Intersection Between Human and Environmental Rights
Bonine, along with his late wife Professor Svitlana Kravchenko, explored the intersection between human rights and environmental rights in the 2008 book they authored together, Human Rights and the Environment: Cases, Law, and Policy. He says that historically there has been a chasm between the fields of human rights and environmental rights but that this split was an “artificial” one. “You cannot have civilization if the planet has been destroyed and therefore it has to be a fundamental right,” he tells The Green Interview. He says that environmental rights are being implemented in a variety of ways around the world: in treaties and new constitutions, for instance. He says about 100 countries around the world now have an environmental right in them. “All these things have been growing… and it’s been growing because of a lot of people who understand it’s not just about politics, it’s about our future.”
According to Bonine, the right of access to information is crucial to being able to defend environmental and human rights.
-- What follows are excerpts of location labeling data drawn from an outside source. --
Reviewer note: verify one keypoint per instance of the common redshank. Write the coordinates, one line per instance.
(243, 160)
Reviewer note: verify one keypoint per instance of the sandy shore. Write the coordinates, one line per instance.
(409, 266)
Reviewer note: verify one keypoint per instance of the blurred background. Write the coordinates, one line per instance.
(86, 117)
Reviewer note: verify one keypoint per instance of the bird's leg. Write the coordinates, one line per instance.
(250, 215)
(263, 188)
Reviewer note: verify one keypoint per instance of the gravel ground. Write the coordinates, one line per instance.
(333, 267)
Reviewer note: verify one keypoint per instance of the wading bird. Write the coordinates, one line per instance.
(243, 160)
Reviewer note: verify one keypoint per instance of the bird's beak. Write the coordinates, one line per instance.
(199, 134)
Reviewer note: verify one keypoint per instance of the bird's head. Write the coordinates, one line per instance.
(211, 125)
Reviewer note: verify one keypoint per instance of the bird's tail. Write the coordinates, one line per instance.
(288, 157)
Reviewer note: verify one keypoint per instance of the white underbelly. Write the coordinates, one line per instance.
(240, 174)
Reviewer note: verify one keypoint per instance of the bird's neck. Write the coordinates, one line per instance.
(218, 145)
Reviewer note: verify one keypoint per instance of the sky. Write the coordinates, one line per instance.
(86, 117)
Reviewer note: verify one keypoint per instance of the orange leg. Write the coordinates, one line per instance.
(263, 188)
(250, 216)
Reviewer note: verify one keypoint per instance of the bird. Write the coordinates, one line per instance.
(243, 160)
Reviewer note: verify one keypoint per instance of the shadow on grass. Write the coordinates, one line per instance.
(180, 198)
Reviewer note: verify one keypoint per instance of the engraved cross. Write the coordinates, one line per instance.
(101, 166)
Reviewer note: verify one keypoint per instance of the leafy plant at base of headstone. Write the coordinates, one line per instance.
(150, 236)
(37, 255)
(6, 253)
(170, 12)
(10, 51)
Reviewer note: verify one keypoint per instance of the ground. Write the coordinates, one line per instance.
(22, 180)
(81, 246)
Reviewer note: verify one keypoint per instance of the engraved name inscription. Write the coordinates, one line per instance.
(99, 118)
He says our access to information is a fundamental human right and one of the three pillars of environmental democracy along with “the right to public participation” and “the right to justice [or] the right to go to courts.” Bonine says that these pillars were recognized in 1992 in Principal 10 of the Rio Declaration that came out of the U.N. Conference on Environment and Development in Rio de Janeiro. “We’ve had Freedom of Information in the United States in the federal government since 1966, and in state governments for a hundred years or more. Sweden has had it for 250 or 300 years in their law.” Bonine argues that Information is crucial to protecting the environment and in some ways “the most fundamental right because it allows you to participate not just in the courts where you enforce substantive rights but in the political process.” Bonine says that if we don’t have access to the “real story” then we can be more easily fooled by “our enemy” “fake news” as well as “hidden news.”